落ち着いてきたのを感じたら、次に右手(利き手)を意識します。右手に重みを感じるように集中してください。「右手が重い」「気持ちが落ち着いている」「右手が重い」と心の中で繰り返し、これを「右手→左手→右足→左足」の順に行います。意識しすぎてはいけません。リラックスして余分な力が抜ければ、自然に重さを感じるようになります。「両手→両足」の順に行っても構いません。

第2公式(温感練習)

右手(利き手)を意識して、右手の温かさを感じるようにします。「右手が温かい」「気持ちが落ち着いている」「右手が温かい」と心の中で繰り返し、「右手→左手→右足→左足」の順に行います。「両手→両足」の順に行っても構いません。

第3公式(心臓調整)

心臓が脈打っているのを感じるようにします。

第4公式(呼吸調整)

楽な状態で深く呼吸していることを感じます。

第5公式(腹部温感)

おなかが温かくなってくるのを感じます。

第6公式(頭部調整)

額がすっきりと涼しくなるのを感じます。

※消去動作

訓練が終わったら必ずこの「消去動作」を行ってください(ただし、寝る前に布団の中で行った場合はそのまま寝ましょう)。両手をゆっくりと握って、ゆっくりと開きます。その後、大きく背伸びをしたり、首や肩を回したりして体をほぐします。だるさがなくなったら立ち上がりましょう。

ストレスを和らげる快眠術

ストレスを貯めない方法の1つに睡眠があります。毎日のことですので、少し気を付けるだけでも積み重ねによって大きな差がつくところです。睡眠の質は「長さ」と「深さ」によって決まると言われています。そのためには、眠りに就く前のリラックスが重要です。

POINT1.お風呂
眠気は、体温が上昇した後、低下していくタイミングで訪れます。そのため、入浴は寝る1~2時間前がベスト。38~40度のぬるめのお湯に15分ほど浸かりましょう。湯船の中で軽くマッサージをして全身のコリをほぐしたり、気に入った香りの入浴剤で気持ちを落ち着けたりするのも効果的です。長時間入ってのぼせないよう気を付けてください。シャワーだけでは体の芯から温まることが難しいので、よい睡眠を得るためには湯船に浸かることがポイントです。

POINT2.眠りに入りやすい環境を整える
寝る前には照明を消して、余計な光を入れないようにしましょう。携帯電話やスマートフォン、タブレットなどの光は不眠につながるので、ベッドに入ったらお休みモードに。

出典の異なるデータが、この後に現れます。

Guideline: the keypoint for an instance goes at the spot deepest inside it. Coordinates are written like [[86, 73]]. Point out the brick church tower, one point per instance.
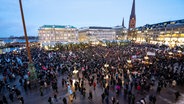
[[132, 21]]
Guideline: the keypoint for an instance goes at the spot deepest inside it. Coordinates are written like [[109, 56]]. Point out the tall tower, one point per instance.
[[123, 25], [132, 21]]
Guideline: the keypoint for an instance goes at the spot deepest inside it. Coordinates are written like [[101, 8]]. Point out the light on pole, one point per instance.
[[30, 64]]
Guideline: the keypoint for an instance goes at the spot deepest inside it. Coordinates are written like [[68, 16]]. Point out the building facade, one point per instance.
[[121, 31], [170, 33], [51, 34], [132, 23], [94, 34]]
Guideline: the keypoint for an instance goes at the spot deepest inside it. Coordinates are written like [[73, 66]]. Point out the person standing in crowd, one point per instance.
[[50, 100]]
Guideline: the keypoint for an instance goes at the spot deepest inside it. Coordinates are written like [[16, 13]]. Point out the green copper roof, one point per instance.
[[57, 26]]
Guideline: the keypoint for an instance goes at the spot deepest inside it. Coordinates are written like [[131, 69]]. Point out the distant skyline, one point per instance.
[[82, 13]]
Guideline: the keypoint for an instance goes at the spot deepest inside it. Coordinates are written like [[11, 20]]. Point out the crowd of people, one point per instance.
[[107, 67]]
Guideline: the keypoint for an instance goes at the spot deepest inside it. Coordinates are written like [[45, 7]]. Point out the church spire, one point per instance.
[[133, 10], [132, 21]]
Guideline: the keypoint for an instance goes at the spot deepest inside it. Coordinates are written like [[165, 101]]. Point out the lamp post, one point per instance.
[[106, 66], [30, 64]]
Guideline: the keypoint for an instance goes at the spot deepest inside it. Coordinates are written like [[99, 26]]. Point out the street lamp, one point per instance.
[[129, 61], [179, 51], [30, 64]]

快適な室温も重要なポイントです。事前にエアコンで適切な温度に設定しておくと眠りに就きやすくなります。夏26~28度、冬18~23度、湿度は50%を目安に。湿気や乾燥が気になる季節は、エアコンのドライ機能や加湿器を併用するとよいでしょう。

POINT3.ストレッチやヨガで体をほぐす
お風呂上りにストレッチやヨガなど負担の少ない運動を行うことによって、副交感神経の働きが活発になり、リラックス効果が期待できます。テレビを見ながら、またお手入れの合間などに、数分行うだけでOKです。

POINT4.食事は2~3時間前までに済ませる
食後は、食べた物を消化しようと内臓が働き始めます。消化するには2~3時間かかるため、寝る直前の食事は睡眠の妨げに。とくに脂っこいものは消化に時間がかかるので、食べ過ぎには気を付けましょう。また、食事をすることによって脳が興奮状態となり、眠りに入っても寝つきが悪くなります。一方、夜ご飯を食べずに寝てしまうのも問題です。空腹のために目が覚めたり、血液が脳に集中して寝付けなくなったりする可能性があります。

POINT5.朝起きたら日光を浴びる
朝、目が覚めたらカーテンを開けて日光を浴びましょう。人間には1日周期でリズムを刻む「体内時計」の機能が備わっており、朝の光を浴びることでリセットされます。きちんとリセットすることによってメラトニンが整えられ、夜になると自然な眠りがやって来るのです。

(オトナンサー編集部)

吉野聡(よしの・さとし)
新宿ゲートウェイクリニック医師

1978年神奈川県生まれ。筑波大学医学専門学群を卒業後、精神科病院勤務、東京都知事部局健康管理医(精神科担当)、筑波大学医学医療系助教を経て、2012年7月に吉野聡産業医事務所を開設。また、2015年4月には、働く人のメンタルヘルス問題を解決するため、新宿ゲートウェイクリニックを開院。専門は労働者のメンタルヘルスとその関連法規で、現在は、大企業からベンチャー企業まで幅広く、予防的メンタルヘルス活動と、困難事例への実践的対応に取り組んでいる。著書は「『職場のメンタルヘルス』を強化する」(ダイヤモンド社)、「『現代型うつ』はさぼりなのか」(平凡社新書)など多数。博士(医学)、法務博士、精神保健指定医、精神科専門医、日本医師会認定産業医、 労働衛生コンサルタント(保健衛生)。新宿ゲートウェイクリニック(http://shinjuku-gateway.com/)。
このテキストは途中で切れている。